Klare believes that the oil markets believe "there's at least a 50-percent
chance that the U.S. and/or Israel will attack Iran before Bush leaves office
and that Iran will retaliate [in ways]
that would push oil prices to
$200 a barrel and above" which is why speculators are buying oil futures
now at $140 and even $150 a barrel.
"The run-up in the price today will only encourage more speculators to
get into the act, unless the administration makes clear it has no intention
of attacking Iran and will force Israel to make a similar declaration, neither
of which is likely to occur," he told IPS.

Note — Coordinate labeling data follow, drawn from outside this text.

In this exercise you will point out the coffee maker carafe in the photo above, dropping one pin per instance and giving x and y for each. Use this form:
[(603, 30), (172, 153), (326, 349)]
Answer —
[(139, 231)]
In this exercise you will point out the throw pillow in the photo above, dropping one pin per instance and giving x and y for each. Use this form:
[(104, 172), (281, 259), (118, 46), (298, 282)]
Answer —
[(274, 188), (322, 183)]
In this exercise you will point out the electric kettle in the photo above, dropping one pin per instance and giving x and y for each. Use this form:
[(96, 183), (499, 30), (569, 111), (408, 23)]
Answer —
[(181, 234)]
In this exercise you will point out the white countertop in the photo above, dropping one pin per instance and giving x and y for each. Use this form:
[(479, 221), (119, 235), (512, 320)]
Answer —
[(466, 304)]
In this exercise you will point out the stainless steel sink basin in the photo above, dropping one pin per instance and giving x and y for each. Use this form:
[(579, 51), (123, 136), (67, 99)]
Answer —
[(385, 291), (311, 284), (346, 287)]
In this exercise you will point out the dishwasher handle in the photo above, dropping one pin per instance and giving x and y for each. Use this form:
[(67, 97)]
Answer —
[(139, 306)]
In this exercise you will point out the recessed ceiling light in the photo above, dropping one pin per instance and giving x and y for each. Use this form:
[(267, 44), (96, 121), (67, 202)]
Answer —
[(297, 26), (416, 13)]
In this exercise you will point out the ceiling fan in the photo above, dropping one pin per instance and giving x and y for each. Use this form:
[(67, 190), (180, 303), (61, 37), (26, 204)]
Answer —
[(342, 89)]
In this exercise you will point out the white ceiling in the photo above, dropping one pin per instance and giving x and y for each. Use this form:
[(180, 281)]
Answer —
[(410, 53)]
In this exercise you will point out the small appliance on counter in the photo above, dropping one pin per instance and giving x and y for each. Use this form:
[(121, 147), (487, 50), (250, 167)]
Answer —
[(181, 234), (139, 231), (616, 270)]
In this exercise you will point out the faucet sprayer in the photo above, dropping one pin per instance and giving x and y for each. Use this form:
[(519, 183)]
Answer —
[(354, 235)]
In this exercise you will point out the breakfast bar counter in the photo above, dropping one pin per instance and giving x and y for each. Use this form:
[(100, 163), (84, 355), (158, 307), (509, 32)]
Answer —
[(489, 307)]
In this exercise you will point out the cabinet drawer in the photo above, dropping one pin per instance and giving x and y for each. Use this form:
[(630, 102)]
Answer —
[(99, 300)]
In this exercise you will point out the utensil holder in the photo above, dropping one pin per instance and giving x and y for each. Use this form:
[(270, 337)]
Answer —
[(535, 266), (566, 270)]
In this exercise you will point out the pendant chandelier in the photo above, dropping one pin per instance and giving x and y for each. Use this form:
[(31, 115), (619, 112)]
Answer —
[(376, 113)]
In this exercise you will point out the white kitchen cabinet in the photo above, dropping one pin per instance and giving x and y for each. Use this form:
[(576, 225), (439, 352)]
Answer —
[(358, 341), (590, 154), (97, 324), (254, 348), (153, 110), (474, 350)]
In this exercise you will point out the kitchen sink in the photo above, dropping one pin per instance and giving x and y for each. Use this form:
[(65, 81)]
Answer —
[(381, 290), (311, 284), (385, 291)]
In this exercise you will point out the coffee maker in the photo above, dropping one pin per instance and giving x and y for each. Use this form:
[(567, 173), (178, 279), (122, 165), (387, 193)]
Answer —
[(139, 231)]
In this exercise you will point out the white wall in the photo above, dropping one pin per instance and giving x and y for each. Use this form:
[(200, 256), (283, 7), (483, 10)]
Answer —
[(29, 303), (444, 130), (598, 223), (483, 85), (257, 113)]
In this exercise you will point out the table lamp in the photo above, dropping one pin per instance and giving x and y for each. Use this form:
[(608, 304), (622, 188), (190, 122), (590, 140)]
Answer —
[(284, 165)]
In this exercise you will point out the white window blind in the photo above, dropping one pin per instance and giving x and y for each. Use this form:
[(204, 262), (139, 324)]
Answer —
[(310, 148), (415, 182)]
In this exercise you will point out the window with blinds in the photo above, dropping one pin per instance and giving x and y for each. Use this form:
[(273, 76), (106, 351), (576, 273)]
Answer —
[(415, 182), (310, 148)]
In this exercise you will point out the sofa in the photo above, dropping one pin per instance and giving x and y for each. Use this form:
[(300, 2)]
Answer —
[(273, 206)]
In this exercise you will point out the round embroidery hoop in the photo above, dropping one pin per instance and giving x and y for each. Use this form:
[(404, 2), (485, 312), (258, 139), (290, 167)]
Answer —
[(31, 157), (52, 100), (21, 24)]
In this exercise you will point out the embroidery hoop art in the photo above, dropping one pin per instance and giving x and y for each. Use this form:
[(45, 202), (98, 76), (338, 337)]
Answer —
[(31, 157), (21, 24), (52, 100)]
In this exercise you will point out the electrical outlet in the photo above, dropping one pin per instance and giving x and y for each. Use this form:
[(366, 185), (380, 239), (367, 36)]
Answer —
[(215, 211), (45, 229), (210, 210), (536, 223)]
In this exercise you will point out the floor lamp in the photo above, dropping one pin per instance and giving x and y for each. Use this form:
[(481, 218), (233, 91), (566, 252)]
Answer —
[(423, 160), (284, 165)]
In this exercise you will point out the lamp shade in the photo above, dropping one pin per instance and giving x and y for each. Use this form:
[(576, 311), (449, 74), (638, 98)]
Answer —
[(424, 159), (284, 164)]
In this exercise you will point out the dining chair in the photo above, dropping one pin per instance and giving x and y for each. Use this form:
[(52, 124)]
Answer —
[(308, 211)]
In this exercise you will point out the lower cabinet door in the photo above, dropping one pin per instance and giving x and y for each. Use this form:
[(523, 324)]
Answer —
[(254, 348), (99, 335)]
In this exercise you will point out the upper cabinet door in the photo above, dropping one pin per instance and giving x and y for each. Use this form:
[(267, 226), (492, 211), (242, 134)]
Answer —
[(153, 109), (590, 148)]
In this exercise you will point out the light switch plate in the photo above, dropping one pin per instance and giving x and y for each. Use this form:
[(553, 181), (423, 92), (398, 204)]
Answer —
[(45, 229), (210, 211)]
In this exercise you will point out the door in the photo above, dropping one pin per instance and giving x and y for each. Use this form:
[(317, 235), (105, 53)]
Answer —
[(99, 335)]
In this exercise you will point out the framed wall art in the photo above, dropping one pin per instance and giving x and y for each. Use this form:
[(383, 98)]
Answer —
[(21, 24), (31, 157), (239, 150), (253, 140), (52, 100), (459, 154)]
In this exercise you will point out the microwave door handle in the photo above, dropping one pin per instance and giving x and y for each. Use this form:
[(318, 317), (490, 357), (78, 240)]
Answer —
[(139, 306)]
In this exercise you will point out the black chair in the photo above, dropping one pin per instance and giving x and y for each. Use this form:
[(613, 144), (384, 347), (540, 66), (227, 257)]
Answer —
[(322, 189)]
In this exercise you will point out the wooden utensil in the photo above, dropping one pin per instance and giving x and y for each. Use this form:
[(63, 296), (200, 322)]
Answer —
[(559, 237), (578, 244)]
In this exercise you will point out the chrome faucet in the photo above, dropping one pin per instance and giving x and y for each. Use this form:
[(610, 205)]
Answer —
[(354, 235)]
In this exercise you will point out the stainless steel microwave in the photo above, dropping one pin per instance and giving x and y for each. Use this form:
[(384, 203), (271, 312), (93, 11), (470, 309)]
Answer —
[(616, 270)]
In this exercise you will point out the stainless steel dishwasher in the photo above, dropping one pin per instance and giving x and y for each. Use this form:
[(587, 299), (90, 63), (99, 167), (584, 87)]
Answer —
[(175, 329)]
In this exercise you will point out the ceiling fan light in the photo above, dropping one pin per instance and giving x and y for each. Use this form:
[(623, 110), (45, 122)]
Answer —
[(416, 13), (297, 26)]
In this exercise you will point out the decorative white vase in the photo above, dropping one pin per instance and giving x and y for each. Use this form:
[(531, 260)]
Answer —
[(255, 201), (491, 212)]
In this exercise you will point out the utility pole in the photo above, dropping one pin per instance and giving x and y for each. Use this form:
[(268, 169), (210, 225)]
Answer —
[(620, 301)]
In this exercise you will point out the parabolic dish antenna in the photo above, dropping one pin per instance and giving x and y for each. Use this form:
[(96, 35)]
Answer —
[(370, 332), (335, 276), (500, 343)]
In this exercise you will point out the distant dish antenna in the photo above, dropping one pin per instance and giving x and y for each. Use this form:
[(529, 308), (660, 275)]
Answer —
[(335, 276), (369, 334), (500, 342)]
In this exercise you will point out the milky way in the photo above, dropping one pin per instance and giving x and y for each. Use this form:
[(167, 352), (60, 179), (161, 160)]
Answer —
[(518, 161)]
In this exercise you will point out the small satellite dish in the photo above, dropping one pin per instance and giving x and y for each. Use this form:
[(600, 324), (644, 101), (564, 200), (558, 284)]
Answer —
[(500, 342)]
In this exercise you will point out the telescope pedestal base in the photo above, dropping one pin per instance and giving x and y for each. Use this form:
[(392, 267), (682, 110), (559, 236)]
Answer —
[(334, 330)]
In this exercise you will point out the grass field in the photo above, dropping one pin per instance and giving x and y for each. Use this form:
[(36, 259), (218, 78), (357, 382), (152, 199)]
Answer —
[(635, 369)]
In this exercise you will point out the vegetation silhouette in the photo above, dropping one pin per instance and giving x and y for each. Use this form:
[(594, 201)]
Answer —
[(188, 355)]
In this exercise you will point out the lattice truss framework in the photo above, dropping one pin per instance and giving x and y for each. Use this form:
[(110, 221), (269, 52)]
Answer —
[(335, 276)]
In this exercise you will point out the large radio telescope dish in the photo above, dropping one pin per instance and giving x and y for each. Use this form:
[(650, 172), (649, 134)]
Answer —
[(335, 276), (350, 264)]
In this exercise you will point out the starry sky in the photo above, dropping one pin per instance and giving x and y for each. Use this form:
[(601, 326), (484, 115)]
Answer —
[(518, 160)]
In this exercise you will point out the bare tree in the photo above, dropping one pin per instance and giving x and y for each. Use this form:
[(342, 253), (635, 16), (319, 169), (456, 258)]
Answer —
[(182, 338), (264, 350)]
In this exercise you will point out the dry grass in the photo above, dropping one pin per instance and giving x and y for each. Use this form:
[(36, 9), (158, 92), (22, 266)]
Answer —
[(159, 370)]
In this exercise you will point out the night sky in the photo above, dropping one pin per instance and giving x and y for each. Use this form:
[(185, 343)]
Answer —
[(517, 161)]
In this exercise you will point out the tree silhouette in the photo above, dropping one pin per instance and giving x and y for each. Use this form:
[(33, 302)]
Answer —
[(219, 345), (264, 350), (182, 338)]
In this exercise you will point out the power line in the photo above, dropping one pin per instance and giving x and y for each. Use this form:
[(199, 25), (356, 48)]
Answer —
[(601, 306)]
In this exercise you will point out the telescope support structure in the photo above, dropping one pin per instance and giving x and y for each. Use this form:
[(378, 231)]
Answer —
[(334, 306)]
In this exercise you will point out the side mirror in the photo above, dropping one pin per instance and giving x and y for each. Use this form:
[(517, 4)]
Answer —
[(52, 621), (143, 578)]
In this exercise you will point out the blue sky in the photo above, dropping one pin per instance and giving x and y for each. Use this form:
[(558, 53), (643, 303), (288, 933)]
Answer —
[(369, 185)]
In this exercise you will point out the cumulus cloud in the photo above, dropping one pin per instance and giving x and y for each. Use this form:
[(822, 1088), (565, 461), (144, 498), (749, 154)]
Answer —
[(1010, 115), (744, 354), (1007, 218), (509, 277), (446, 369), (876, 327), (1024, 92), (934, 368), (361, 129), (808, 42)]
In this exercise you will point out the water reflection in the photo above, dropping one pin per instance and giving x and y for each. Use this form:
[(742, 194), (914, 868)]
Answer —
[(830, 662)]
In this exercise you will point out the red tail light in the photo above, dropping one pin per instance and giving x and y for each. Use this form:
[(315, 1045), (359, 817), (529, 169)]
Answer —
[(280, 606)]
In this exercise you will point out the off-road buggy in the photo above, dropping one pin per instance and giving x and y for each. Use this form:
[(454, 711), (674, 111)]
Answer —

Meanwhile, the voting public is clearly worried about where oil prices are
going. Seven out of 10 people told a Los Angeles Times/Bloomberg poll
last week that their families had suffered "financial hardship" as
a result of the price increases, and more than eight in 10 blamed the administration
for "not [having] done enough" to ease the impact.
According to a Pew Research Center poll taken earlier in June, three of four
voters believe gas prices will be "very important" in deciding who
to vote for a larger percentage than those who cite terrorism or the
Iraq war. By margins of nearly 20 percent, those same voters said they had
more confidence in Democrats and Sen. Barack Obama than they did in Republicans
and Sen. John McCain to deal with the issue.
That's one reason why most analysts rate the chances of an attack by either
country before the election as quite low. Others accept Jafari's logic that
the likely impact on oil prices before or after the elections make an attack
improbable.
"I think one of the things that makes [an attack] a lot less likely is
what it will actually do to the oil price," said the Nixon Center's Saunders.